In the lead up to World Allergy Week on April 7, allergy experts have provided an overview of the crisis in the care of allergic patients in Australia and outlined what is needed to address these significant issues.
- Australia has among the highest allergy rates in the world
- Life threatening food allergy rates have doubled in ten years
- Allergy deaths have increased by 42% over six years
- Australia has a shortage of allergy specialists and health professionals with allergy expertise, particularly in rural or remote areas
- Children are being sent home from health facilities inadequately treated after severe allergic reactions (anaphylaxis)
- In one state alone there have been close to 1000 cases of anaphylaxis since November 2018
“We are talking about young people dying and going into emergency departments, in most cases due to anaphylaxis that could have been avoided,” said leading children’s allergy specialist, Associate Professor Richard Loh.

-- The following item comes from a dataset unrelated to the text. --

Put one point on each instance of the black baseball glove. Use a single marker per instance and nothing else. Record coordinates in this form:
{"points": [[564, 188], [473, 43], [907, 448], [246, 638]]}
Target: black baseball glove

“And the irony is that allergy specialists, GPs, families and consumers who live with allergy have developed a comprehensive solution. It just needs the political will and commitment from all parties, and at all levels of the health care system, to provide leadership to implement the strategy. We must also have adequate funding or else we will progress slowly or not at all and Australians will continue to be at risk.”
Maria Said, CEO of Allergy & Anaphylaxis Australia, and a parent of a young adult with severe allergies who has been advocating for people with allergic disease for more than 25 years said “the National Allergy Strategy was developed using the best available evidence and aligned with the experience of consumers.
“Families living with a child or young adult with food allergy, live life being fearful. They don’t trust food labels and they don’t trust the health care system to do the right thing, and that’s just food allergy. There are many thousands of people who are unsure whether they have a drug allergy, who can either be wrongly denied medication or be given it unknowingly.”
Professor Loh says the increased allergy rates amongst children and adults have put an enormous burden on the health care system while many doctors have not had enough support or allergy training.
“This means that allergy specialists like me see young people who should be managed by their GP, and could be, if GPs felt more confident. Others who should see an allergy specialist for severe allergies are left to manage themselves leaving them at even greater risk. Many people in rural and regional areas are travelling unacceptable, costly distances for health care at huge costs to both the family and the health system.”
To address these issues, National Allergy Strategy has submitted an election platform to all major political parties asking for 20 million dollars in funding over five years to allow implementation of the following projects:
- A Shared Care Model (“whole of health’ approach) for allergic diseases to improve timely access to quality care for all Australians living with chronic allergic conditions – ensuring the patient gets the right care, by the right health professional, at the right time in the right place.
- A comprehensive approach to drug allergy management so that patients are not incorrectly diagnosed as having a drug allergy and that patients with severe drug allergies are not incorrectly given the drug that they are allergic to.
- A comprehensive, consistent approach to food allergy management in all food service (e.g. restaurants, schools, education and care services, hospitals, aged care facilities, airlines etc), expanding on the initial work that has been undertaken.
- Working with teens and young adults (at highest risk of fatal anaphylaxis) to help them to manage their severe allergies, particularly food allergies.
- Expansion of allergy prevention strategies to help avoid the development of allergic diseases including food allergy and some forms of asthma.
- Implementation of an anaphylaxis register/reporting system that meets the needs of all Australian states and territories to allow collection of nationally representative de-identified data to better understand the gaps in knowledge regarding anaphylaxis, and to allow for rapid removal of incorrectly labelled foods from the marketplace and allows prompt investigation of food service facilities when an individual disclosed their allergy before ordering food – this only exists in Victoria.
- Access to new allergy treatments that will be available in the next few years – we need time and resources to ensure that we can deliver these treatments.
- Expansion of existing education and support resources for health professionals and the community.